What This Calculator Does
This tool computes the area of a circle when you know its radius. Enter the radius and it instantly returns the area using the classic formula \(A = \pi r^{2}\), along with the diameter and circumference as bonus values. It works for any unit — centimeters, inches, meters, feet — the output is simply in the corresponding square units.
How to Use It
Type the radius (the distance from the center of the circle to its edge) into the input box and the result updates immediately. If you only know the diameter, divide it by two first to get the radius.
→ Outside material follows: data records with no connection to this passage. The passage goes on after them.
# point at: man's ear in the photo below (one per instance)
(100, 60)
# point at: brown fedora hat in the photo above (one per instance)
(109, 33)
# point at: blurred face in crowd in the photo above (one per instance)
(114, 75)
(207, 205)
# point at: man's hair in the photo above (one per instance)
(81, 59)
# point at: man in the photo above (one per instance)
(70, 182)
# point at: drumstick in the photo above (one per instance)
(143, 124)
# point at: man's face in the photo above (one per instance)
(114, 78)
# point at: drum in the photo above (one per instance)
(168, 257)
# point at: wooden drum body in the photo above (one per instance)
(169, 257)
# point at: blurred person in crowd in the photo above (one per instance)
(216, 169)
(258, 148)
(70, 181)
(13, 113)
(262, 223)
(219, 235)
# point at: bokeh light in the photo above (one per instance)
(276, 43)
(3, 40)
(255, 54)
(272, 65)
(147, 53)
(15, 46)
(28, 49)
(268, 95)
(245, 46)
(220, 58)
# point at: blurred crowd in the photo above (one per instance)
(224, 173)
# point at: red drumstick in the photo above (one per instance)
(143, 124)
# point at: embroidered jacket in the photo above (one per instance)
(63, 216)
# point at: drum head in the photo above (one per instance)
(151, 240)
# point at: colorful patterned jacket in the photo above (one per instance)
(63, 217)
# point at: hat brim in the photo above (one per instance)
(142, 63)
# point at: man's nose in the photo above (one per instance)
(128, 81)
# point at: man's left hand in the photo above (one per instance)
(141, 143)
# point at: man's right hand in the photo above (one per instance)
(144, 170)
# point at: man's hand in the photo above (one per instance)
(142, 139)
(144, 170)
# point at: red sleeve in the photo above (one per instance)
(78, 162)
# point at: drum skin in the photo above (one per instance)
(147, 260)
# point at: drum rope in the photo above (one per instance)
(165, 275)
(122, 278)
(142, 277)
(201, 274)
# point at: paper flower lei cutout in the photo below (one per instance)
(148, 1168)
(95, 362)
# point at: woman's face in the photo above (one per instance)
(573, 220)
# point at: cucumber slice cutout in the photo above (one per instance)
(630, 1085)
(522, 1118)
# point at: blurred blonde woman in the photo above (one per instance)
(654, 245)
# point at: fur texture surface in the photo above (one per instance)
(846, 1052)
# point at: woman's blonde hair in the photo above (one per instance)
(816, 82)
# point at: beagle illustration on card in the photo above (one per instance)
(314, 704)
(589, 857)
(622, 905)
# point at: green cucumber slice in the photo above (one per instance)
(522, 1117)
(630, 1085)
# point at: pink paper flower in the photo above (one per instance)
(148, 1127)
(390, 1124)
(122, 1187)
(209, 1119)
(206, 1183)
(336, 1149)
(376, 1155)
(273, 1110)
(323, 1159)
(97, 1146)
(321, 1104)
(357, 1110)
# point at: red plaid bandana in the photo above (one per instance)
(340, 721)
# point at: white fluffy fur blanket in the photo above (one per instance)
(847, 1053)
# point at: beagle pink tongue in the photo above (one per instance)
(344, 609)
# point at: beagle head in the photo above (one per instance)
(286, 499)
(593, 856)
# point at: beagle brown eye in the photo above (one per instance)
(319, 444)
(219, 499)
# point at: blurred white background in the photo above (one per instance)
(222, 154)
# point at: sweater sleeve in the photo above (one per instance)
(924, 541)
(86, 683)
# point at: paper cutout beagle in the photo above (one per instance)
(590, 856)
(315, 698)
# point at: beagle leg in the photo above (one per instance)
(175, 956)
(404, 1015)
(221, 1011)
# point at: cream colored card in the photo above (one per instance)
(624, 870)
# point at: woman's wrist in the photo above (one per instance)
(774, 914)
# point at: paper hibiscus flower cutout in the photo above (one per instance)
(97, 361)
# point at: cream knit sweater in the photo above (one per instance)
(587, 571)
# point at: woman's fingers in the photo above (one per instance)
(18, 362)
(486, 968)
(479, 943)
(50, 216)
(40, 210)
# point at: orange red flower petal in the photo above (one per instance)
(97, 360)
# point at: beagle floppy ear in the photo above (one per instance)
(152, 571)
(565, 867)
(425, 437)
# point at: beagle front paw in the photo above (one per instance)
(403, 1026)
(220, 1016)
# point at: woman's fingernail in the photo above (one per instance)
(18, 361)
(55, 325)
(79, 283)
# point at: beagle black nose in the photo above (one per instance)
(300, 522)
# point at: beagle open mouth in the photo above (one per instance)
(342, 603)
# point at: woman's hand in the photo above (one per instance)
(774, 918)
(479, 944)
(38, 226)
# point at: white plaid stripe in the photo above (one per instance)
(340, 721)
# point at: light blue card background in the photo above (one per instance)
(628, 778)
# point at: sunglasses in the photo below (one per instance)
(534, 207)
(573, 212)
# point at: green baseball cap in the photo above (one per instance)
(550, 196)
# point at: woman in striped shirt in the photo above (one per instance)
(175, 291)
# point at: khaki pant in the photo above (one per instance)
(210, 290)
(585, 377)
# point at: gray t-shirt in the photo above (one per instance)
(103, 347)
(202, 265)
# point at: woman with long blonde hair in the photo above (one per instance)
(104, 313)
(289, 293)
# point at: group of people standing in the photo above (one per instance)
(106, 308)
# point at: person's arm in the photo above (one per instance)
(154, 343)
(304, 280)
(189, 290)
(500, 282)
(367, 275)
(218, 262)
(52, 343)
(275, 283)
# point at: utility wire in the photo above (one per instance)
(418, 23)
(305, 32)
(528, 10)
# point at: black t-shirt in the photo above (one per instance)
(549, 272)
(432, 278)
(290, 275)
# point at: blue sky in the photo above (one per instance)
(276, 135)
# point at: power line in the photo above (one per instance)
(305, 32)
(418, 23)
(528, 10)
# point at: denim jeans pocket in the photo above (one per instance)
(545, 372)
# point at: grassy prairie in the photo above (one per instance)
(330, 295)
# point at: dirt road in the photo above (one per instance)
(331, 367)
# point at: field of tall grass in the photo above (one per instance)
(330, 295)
The calculator accepts decimals, so values like 3.5 or 12.75 work perfectly.
The Formula Explained
The area of a circle is given by $$A = \pi r^{2}$$ where r is the radius and \(\pi\) (pi) is approximately 3.14159. Squaring the radius and multiplying by pi gives the total area enclosed by the circle. The circumference is \(C = 2\pi r\), and the diameter is simply \(d = 2r\).
Worked Example
Suppose a circle has a radius of 5 units. Then $$A = \pi \times 5^{2} = \pi \times 25 \approx 78.54 \text{ square units.}$$ Its diameter is \(2 \times 5 = 10\) units, and its circumference is \(2 \times \pi \times 5 \approx 31.42\) units.
FAQ
What if I only know the diameter? Divide the diameter by 2 to get the radius, then enter it.
What units does the result use? The area is in square units of whatever unit you used for the radius (e.g., a radius in cm gives area in cm²).
Why is the area always positive? Because the radius is squared, the area is never negative; a radius of 0 gives an area of 0.